Set up is pretty simple, as long as you have an unused SATA controller. The drive has standard fixings and, given an HDMI-compliant graphics card and display, you can play Blu-ray media out-of-the-box with the supplied software. Well, that’s the theory, but we had some problems – more on that later. It’s also capable of handling recordable and rewritable DVD and CD discs, offering write speeds, which are competitive with typical mid-range DVD rewriters.

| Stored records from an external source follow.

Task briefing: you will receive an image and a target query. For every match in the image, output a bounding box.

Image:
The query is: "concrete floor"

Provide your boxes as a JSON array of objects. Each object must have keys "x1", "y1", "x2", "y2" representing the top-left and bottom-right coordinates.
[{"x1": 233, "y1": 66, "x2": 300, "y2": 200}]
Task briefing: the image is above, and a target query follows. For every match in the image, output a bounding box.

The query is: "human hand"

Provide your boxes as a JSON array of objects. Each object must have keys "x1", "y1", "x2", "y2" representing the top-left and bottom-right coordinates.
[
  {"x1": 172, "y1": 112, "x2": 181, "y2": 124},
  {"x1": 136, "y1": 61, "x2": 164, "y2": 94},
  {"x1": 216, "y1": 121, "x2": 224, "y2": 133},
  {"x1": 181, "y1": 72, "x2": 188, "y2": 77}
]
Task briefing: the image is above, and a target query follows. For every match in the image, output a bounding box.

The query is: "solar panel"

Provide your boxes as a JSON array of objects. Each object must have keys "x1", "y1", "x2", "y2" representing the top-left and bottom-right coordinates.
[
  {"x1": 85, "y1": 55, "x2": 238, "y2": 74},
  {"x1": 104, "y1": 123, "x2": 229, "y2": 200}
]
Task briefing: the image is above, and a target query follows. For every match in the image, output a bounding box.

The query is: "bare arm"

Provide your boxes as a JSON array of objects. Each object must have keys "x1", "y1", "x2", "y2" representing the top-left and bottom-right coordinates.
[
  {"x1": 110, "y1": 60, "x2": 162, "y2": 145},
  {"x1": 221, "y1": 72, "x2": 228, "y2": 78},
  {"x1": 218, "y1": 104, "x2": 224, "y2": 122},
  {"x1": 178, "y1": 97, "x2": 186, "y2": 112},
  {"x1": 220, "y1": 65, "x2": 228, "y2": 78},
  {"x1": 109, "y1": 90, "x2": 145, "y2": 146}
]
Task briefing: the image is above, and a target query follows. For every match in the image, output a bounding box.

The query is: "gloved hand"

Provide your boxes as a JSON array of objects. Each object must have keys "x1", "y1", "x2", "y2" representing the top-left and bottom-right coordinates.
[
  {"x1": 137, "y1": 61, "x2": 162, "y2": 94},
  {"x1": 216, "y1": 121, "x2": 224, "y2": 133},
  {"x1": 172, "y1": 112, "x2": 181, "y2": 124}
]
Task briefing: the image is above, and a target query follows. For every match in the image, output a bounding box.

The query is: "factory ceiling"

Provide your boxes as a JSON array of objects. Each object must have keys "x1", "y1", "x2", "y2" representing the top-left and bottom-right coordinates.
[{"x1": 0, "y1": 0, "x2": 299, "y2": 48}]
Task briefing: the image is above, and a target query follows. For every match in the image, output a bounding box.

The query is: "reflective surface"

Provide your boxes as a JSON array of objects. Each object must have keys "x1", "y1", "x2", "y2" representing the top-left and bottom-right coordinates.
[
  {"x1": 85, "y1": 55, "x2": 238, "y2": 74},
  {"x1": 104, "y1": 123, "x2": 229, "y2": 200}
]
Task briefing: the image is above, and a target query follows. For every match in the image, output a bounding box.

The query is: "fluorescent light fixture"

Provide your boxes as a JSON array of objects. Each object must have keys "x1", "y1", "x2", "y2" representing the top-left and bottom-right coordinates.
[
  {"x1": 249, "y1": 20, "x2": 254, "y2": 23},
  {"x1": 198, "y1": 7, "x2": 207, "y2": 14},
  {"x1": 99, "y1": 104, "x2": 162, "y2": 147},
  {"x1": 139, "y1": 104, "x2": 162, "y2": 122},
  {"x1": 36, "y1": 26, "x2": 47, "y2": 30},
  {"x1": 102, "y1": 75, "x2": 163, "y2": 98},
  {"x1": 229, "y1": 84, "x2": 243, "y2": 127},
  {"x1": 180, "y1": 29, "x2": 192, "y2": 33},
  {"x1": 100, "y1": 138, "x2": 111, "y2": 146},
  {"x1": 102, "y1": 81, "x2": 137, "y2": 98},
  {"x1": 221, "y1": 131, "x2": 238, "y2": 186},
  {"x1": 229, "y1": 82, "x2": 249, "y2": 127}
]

The bundled software is Cyberlink’s Blu-ray Disc Suite 6 and this seems to be becoming more popular than the Nero equivalent with Blu-ray drive makers. There’s a lot of functionality in Cyberlink’s seven different modules, which comprise PowerDVD for movie and video playback, PowerDirector for video authoring, PowerProducer for slideshows, Power2Go from drag and drop burning, InstantBurn for hard drive-style use of optical discs and Disc Advisor, to check a PC’s Blu-ray compatibility.

Pioneer BDR-203BK

Slideshow anyone? Cyberlink's Disc Suite 6 is a mixed bag of authoring tools

Some of the apps are better equipped than others and, while Power2Go and InstantBurn between them can handle most of your archive storage needs, you’ll want something a bit more involved than PowerDirector to make more than basic edits to HD video. Power2Go offers three ‘buttons’ on the desktop, over which you drag video, audio or data files to add them to a burn list.